One large office real estate company that has created an in-house amenity platform, while also integrating proptech services, is Sage, a Manhattan-based real estate owner managing more than 3 million square feet of New York City office space. How an office owner goes about developing its amenity platform should depend on its investment thesis, said Jonathan Iger, Sage’s president and CEO.

“Are you a core holder, or are you more value-add or opportunistic on the office side?” said Iger. “I think, today, while more landlords are recognizing it, I think there’s a general bifurcation, whether they know it or not, about the approach to physically amenitizing properties. I always like to joke that real estate is not much different from the NFL in that we are a copycat league. So, if you see a building that used to get $70 rents and [it] is now getting $90 rents, and they put in these amenities, you simply equate that, but maybe you’re not looking at the other data points.

“The general approach is more than what’s the shiny object that’s currently working in the market to help lease up space. I’m going to throw in a gym and a wellness center and these different components without realizing or understanding what the market really wants out of it?”

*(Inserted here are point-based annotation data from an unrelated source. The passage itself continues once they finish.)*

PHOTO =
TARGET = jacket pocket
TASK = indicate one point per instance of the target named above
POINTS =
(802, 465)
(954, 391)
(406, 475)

Owners don’t want to load up tenants with so many underutilized amenities that they get hit with sticker shock once tenants realize the cost via rent, Iger said. “You have to make sure that the amenities that you’re providing are long-term, of value, and actually get used.”

To avoid such mistakes, Sage has worked with VTS, as well as with architectural firm Fogarty Finger to create Oasis, its amenity spaces across the company’s properties, said Iger. Together they have tried to balance Sage’s need to meet tenant amenity desires with its own requirement to monetize those spaces in a rational and coordinated manner.

“For us, the name of the game is retaining, but if Apple relied on what the customer wanted, none of us would ever have an iPhone in our pocket,” said Iger.

Speaking of Apple, Clelia Warburg Peters, managing partner at Era Ventures, a Manhattan-based proptech venture capital firm, also believes that office owners need to innovate their amenities in a similar way to retailers.

“The point of the Apple Store is not that you make a purchase,” Peters said, “but rather to allow people the experience of interacting with Apple,” adding that retailers embracing experiential spaces thrived while slow adapters died. “There may be lessons for property owners in that line of thinking.”